This stands in sharp contrast to the private sector – where capitalism requires sustainability. Businesses grow without hand-outs. They don’t rely on the kindness of strangers or taxation to fulfill their missions of ROI and prosperity. Businesses provide jobs, economic prosperity, and increased standards of living. Successful companies, as well as business-women and men pay the taxes and offer the philanthropy to address the problems that will still plague the world. A thriving private sector is absolutely essential to any solutions. Unfortunately, the basic structure of capitalism limits the ability of business to proactively attack social problems.

So here is the conundrum – we have two barely sustainable, but highly professionalized sectors (public and non-profit) – addressing world challenges and one highly sustainable sector (for-profit) that is just not built for that task. The question I struggle with is how we can get the best of both worlds. I believe this requires a new model, one in which the smartest people in both fields work together on the challenges. This is not a matter of sending business people in to “fix” non-profits – they aren’t broken. Rather, this is about creating a “hybrid” model of enterprise - an organization that applies market-based strategies to achieving philanthropic goals.

These ‘hybrids’ can be defined as sustainable organizations making sustainable change. (You won’t see me talking about non-profit versus for-profit here. As my friend and the co-founder of Kiva, Jessica Jackley notes – non-profit is a tax code, not a religion.) Hybrids are organizations that look, smell and taste like businesses, yet their primary mission is social impact, not (just) financial return on investment. They are in business first and foremost to address social, health and environmental challenges.

The creation and management, of these new mission-based business models requires a new brand of leaders – ‘social entrepreneurs’. They need to be trained in business while at the same time looking to use their education and experience in a whole new way.
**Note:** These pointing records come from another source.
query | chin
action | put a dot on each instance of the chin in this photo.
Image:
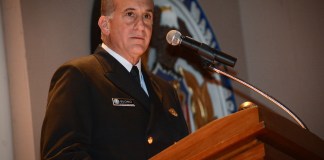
(138, 50)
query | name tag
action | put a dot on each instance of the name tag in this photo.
(123, 102)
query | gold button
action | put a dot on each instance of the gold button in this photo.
(150, 140)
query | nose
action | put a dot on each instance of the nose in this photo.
(140, 24)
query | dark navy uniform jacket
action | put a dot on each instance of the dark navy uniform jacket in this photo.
(97, 111)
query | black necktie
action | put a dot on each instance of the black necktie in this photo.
(135, 73)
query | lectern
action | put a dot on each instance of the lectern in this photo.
(253, 133)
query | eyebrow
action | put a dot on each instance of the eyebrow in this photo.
(133, 9)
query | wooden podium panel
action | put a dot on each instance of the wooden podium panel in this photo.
(254, 133)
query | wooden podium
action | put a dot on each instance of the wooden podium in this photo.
(254, 133)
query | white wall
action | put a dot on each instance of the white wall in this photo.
(55, 31)
(6, 148)
(22, 124)
(279, 45)
(283, 41)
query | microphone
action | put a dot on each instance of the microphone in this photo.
(175, 38)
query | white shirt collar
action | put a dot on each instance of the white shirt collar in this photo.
(121, 59)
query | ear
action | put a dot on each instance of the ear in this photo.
(103, 23)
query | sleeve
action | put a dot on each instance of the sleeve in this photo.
(66, 130)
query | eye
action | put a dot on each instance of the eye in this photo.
(130, 14)
(148, 16)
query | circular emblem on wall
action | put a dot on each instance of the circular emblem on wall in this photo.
(204, 96)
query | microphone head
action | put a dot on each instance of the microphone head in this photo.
(174, 37)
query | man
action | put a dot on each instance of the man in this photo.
(96, 108)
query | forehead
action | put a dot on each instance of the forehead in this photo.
(145, 5)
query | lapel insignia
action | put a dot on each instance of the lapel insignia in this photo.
(173, 112)
(124, 102)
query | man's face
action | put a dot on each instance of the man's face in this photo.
(131, 27)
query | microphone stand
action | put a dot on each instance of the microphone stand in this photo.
(211, 66)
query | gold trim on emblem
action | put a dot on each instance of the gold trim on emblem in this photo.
(173, 112)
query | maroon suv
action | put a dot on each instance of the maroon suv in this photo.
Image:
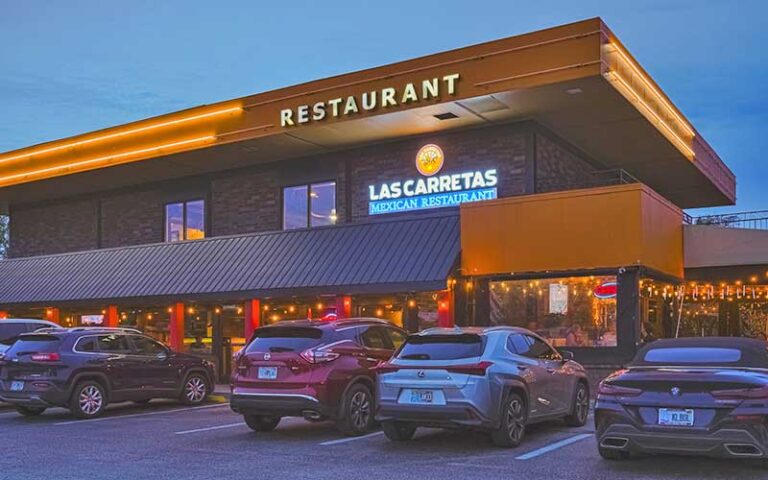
(313, 369)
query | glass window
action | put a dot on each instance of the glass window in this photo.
(309, 205)
(185, 221)
(114, 344)
(146, 346)
(572, 312)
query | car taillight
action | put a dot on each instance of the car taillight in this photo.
(471, 369)
(760, 393)
(45, 357)
(610, 390)
(319, 356)
(386, 367)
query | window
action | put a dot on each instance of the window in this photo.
(114, 344)
(567, 312)
(147, 346)
(185, 221)
(306, 206)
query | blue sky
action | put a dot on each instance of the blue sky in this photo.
(67, 67)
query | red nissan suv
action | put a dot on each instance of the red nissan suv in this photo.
(315, 370)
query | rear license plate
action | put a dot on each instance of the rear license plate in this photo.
(423, 396)
(676, 417)
(267, 373)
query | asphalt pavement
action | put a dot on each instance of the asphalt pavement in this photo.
(165, 440)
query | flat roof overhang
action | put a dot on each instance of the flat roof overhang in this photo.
(577, 80)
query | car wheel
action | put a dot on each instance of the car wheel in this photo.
(30, 411)
(580, 407)
(88, 400)
(356, 416)
(261, 423)
(512, 429)
(398, 431)
(611, 454)
(195, 389)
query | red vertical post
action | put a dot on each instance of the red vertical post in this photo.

Social entrepreneurs need to have the same skill sets as any good business leader - management, marketing, finance, accounting, information systems and entrepreneurship. But they also need to understand how social impact is achieved.

At Marshall, we have taken on the challenge of producing and nurturing these new leaders. Through our Marshall Brittingham Social Enterprise Lab – we are offering classes, programming, fellowships, mentoring and subsidies. We have even created an interdisciplinary undergraduate minor in social entrepreneurship. Our students are taking jobs and internships where they can make a difference while utilizing their business educations – and making a good living! They are working in education, corporate social responsibility, sustainability, alternative energy, social enterprise, consulting and philanthropy.

I am proud to be a part of Marshall’s efforts to create responsible leaders. I am proud of our students’ desire to impact the world – in any field they choose to pursue. And I am proud to be part of the greater Trojan family who take to heart the value of their educations and their responsibility to use that education for the ultimate benefit of society.